1st President of the Republic of the Rio Grande
- In office January 17, 1840 – November 6, 1840
- Vice President: José María Jesús Carbajal
- Preceded by: Position established
- Succeeded by: Position abolished

Governor of Tamaulipas
- In office September 30, 1851 – November 19, 1852
- Preceded by: Antonio Canales Rosillo
- Succeeded by: Juan José de la Garza Cisneros

Personal details
- Born: Jesús Cárdenas Duarte

= Jesús de Cárdenas =

Jesús de Cárdenas Duarte was the Governor of Tamaulipas and the President of the Republic of the Rio Grande.

After Coahuila, Nuevo León and Tamaulipas declared independence in October 1838 and formally organized their provisional government on January 18, 1839 with Jesús de Cárdenas as President, the January 28, 1839 supporters of the rebellion placed the flag of this republic in the town square of Guerrero, Tamaulipas and every man went under the banner of the proclaimed Republic of the Rio Grande to kiss the flag as a sign of loyalty. And after a campaign by the inner federalist entities Coahuila, Nuevo León and Tamaulipas, their leaders agreed to hold a convention in Laredo, Texas on January 17, 1840, which declared independence from Mexico and established provisionally the capital of the Republic of the Rio Grande in Laredo, Texas. The Republic of Rio Grande claimed as its territory the areas of Tamaulipas and Coahuila to the north until the Nueces river and Medina respectively, and all the states of Zacatecas, Durango, Chihuahua and Nuevo México, among those present were appointed official representatives of the Republic of the Rio Grande.

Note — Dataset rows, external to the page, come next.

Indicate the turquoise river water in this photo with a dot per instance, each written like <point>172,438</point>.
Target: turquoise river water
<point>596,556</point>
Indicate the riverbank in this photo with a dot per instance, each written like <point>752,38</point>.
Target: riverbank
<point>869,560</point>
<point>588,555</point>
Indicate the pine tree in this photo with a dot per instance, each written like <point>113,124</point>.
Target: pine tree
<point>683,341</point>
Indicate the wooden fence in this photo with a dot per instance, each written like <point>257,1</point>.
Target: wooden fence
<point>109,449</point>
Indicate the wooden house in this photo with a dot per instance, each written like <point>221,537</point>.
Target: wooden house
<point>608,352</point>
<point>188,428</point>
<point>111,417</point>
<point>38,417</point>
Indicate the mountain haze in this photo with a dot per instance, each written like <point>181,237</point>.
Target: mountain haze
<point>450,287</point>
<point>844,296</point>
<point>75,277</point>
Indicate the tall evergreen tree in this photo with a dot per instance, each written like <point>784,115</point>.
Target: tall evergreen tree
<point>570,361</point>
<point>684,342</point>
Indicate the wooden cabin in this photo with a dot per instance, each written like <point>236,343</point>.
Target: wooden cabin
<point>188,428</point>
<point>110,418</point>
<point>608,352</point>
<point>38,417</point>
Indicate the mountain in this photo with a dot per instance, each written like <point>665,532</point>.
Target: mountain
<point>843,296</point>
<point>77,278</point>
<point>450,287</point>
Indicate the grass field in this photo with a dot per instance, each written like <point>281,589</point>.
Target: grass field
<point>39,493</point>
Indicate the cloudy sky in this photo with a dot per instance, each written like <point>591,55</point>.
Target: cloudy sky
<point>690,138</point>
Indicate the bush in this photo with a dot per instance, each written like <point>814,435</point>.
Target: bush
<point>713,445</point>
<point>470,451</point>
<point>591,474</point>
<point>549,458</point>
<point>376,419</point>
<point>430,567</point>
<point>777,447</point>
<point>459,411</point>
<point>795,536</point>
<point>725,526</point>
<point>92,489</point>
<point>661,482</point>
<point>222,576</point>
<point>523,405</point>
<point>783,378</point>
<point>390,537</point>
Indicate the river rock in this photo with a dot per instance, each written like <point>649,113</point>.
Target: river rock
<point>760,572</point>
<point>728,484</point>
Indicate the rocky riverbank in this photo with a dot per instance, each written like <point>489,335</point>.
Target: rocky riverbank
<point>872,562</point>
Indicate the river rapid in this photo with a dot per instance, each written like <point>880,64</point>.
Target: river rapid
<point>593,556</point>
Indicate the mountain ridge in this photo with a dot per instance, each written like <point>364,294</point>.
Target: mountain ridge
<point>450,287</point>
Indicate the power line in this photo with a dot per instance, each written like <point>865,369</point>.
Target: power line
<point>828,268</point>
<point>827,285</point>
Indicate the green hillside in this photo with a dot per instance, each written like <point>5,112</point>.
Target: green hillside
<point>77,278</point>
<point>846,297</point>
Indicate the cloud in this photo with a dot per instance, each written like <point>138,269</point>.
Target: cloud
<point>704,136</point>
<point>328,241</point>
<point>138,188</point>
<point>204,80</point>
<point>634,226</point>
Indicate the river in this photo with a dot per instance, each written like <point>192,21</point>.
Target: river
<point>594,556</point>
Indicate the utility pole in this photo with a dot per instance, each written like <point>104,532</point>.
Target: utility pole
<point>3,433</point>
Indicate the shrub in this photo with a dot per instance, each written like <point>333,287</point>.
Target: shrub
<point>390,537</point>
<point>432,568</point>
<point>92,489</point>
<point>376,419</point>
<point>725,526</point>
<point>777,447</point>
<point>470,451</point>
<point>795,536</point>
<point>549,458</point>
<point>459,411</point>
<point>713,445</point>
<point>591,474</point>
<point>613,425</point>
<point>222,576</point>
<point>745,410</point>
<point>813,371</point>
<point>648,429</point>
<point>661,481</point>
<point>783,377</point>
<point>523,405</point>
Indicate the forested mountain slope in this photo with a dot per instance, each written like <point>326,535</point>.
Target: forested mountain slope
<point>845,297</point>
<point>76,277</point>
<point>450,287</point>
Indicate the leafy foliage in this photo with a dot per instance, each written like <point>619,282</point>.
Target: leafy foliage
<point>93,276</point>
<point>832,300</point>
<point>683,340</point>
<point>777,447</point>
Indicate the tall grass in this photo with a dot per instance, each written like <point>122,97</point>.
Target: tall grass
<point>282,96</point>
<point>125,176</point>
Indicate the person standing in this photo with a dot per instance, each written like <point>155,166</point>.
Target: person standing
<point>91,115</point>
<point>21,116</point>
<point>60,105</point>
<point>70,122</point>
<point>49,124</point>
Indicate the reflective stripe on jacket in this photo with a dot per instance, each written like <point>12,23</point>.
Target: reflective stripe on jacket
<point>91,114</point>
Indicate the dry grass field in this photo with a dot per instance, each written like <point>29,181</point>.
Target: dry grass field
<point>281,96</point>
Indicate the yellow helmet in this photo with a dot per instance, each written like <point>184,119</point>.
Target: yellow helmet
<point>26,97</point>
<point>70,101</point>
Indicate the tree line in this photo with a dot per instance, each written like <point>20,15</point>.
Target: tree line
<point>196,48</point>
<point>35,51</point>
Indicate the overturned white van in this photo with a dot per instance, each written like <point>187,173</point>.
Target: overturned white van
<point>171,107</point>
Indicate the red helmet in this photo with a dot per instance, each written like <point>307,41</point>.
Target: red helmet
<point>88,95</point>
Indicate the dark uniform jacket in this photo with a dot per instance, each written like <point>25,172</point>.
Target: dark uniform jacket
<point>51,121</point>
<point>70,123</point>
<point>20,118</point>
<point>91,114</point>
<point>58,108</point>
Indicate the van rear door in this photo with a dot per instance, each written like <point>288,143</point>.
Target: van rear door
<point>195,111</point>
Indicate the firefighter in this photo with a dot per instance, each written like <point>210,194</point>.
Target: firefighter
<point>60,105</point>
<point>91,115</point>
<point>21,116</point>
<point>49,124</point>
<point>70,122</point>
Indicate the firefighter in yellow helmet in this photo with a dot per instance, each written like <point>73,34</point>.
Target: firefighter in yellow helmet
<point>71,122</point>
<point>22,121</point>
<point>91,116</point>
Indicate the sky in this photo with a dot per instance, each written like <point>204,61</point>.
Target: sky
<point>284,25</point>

Currently in Laredo, Texas is a small museum about the "Republic of the Rio Grande" in the Plaza Zaragoza, one block away from the border with Mexico. The museum is located approximately where the seat of government of the Republic was located, and includes the display of a replica of the flag that flew there, it being assumed that the original flag was probably captured by the centralist Mexican Army, and perhaps it is in the Museum Chapultepec.

== Government ==
- Jesús de Cárdenas, president.
- Antonio Canales, commander-in-chief of the army.
- Juan Nepomuceno Molano, council representative for Tamaulipas.
- Francisco Vidaurri y Villaseñor, council representative for Coahuila.
- Manuel María de Llano, council representative for Nuevo León.
- José María Jesús Carbajal, council secretary.

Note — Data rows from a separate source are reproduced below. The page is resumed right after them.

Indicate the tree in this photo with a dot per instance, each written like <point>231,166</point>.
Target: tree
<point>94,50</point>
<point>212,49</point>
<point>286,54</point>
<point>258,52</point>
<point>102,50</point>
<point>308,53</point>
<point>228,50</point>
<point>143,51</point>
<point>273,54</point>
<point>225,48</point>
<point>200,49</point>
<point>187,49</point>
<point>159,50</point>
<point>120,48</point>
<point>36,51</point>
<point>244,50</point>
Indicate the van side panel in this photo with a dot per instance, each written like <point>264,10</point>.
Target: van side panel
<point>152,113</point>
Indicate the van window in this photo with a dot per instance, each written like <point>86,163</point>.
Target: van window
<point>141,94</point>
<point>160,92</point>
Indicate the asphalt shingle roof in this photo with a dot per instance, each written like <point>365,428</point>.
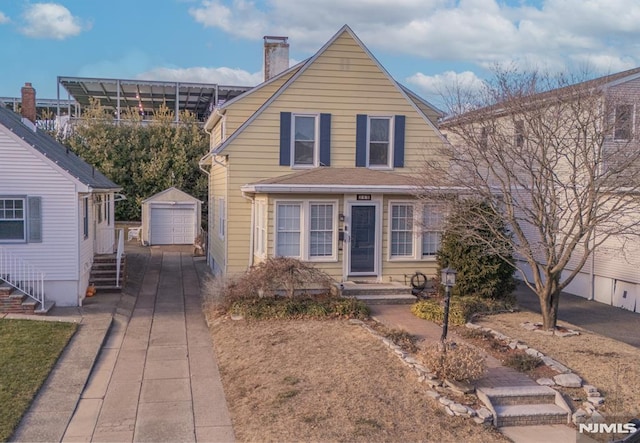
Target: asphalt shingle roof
<point>55,151</point>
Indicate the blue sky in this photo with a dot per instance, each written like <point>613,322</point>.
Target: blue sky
<point>424,44</point>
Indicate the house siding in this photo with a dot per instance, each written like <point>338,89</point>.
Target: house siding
<point>23,172</point>
<point>343,81</point>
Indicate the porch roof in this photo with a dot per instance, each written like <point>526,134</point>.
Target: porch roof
<point>336,181</point>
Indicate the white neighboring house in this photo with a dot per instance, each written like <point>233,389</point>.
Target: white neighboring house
<point>56,212</point>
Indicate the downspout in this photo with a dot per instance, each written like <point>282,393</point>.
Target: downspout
<point>252,229</point>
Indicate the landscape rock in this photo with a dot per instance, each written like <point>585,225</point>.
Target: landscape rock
<point>596,417</point>
<point>595,400</point>
<point>484,413</point>
<point>568,380</point>
<point>460,387</point>
<point>534,352</point>
<point>580,416</point>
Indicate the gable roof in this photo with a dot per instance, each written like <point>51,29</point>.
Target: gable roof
<point>174,190</point>
<point>59,154</point>
<point>304,67</point>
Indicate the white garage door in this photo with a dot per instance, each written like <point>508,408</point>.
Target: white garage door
<point>173,226</point>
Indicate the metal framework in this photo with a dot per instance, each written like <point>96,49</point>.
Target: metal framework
<point>146,96</point>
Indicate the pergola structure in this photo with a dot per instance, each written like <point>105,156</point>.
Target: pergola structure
<point>146,96</point>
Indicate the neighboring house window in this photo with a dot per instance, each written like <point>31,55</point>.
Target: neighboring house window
<point>623,125</point>
<point>12,219</point>
<point>85,217</point>
<point>305,140</point>
<point>519,133</point>
<point>99,208</point>
<point>401,230</point>
<point>380,141</point>
<point>260,235</point>
<point>221,217</point>
<point>484,137</point>
<point>21,219</point>
<point>288,230</point>
<point>306,230</point>
<point>321,230</point>
<point>432,227</point>
<point>107,209</point>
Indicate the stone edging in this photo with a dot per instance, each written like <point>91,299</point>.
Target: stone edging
<point>566,378</point>
<point>481,415</point>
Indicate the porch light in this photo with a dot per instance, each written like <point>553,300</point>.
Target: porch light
<point>448,279</point>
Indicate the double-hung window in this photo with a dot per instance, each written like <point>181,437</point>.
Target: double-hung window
<point>13,226</point>
<point>402,230</point>
<point>304,150</point>
<point>415,231</point>
<point>305,230</point>
<point>432,227</point>
<point>623,125</point>
<point>379,143</point>
<point>321,230</point>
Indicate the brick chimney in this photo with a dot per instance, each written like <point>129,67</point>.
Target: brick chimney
<point>276,56</point>
<point>29,102</point>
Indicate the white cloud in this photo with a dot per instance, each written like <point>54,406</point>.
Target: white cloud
<point>50,20</point>
<point>222,76</point>
<point>443,84</point>
<point>484,32</point>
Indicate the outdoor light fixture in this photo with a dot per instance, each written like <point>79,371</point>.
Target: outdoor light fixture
<point>448,279</point>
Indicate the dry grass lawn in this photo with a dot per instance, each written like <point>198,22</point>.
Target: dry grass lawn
<point>326,381</point>
<point>613,367</point>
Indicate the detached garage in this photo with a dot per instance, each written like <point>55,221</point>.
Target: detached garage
<point>171,217</point>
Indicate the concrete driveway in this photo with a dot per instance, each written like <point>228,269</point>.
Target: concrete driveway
<point>612,322</point>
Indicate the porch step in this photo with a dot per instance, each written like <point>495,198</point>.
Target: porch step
<point>525,405</point>
<point>378,293</point>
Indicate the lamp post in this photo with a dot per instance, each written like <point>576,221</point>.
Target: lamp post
<point>448,279</point>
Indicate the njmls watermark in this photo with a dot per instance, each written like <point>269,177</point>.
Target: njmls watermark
<point>607,428</point>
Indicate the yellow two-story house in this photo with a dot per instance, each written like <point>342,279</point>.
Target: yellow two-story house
<point>319,163</point>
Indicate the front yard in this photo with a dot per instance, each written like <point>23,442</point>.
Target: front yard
<point>326,380</point>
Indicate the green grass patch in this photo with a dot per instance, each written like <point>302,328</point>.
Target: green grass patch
<point>302,307</point>
<point>28,351</point>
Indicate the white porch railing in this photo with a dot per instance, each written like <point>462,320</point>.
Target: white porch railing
<point>22,275</point>
<point>119,252</point>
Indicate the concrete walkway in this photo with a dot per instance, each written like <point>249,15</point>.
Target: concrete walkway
<point>156,376</point>
<point>400,317</point>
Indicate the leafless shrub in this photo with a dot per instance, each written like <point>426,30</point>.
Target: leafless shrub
<point>458,362</point>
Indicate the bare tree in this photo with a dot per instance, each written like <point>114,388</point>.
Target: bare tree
<point>557,159</point>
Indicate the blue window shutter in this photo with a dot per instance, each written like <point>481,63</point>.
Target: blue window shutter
<point>361,140</point>
<point>34,214</point>
<point>398,142</point>
<point>325,139</point>
<point>285,139</point>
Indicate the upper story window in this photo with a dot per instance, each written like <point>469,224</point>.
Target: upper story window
<point>623,124</point>
<point>304,150</point>
<point>519,133</point>
<point>380,141</point>
<point>12,219</point>
<point>305,140</point>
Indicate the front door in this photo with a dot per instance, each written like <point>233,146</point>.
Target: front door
<point>363,240</point>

=== Unrecognized Independence ===
- October 11, 1838, Coahuila, Nuevo León and Tamaulipas, declared their independence.
- January 18, 1839, the government organized, displaying, and rendering honors to the new flag in the Plaza de Ciudad Guerrero, Tamaulipas.

== Uprisings ==
In Coahuila was attacked Antonio Zapata in prison "Agua Verde" and captured on March 15 near Santa Rita de Morelos. Antonio Canales de Rosillo to learn came to his aid, being also defeated by General Mariano Arista, near Morelos. Zapata and some Americans who fought at his side were taken near Monclova and shot. Antonio Canales de Rosillo with little remaining troops retreated to San Antonio, Texas, while Jesus de Cardenas and the caretaker cabinet of the Republic of Rio Grande fled to Victoria, Texas. They traveled through Texas for help, was in Austin, Houston and San Patricio, where he reorganized his army, composed at that time by 300 Mexicans, 140 Americans and 80 Indians, although their number was increasing daily. The main leader of the Americans was Colonel Jordan, who on June 90 assigned men to be in the vanguard of the army of Rio Grande. They moved down the inside of Tamaulipas, Ciudad Victoria without taking a single battle, minions of Jordania treacherous driving to San Luis Potosi, but Colonel suspecting treachery, changed direction and marched towards Saltillo. There, on October 25, 1840 were attacked by the troops of the centralist General Rafael Vásquez and although many of his men deserted, managed to fight back and return to Texas.

In November 1840 a commission of Antonio Canales de Rosillo met the General Mariano Arista to surrender in Camargo and finally Antonio Canales de Rosillo was joined to the centralist army of Mexico as an officer and the rebel states rejoined Mexico. The Republic of Rio Grande only lasted 283 days.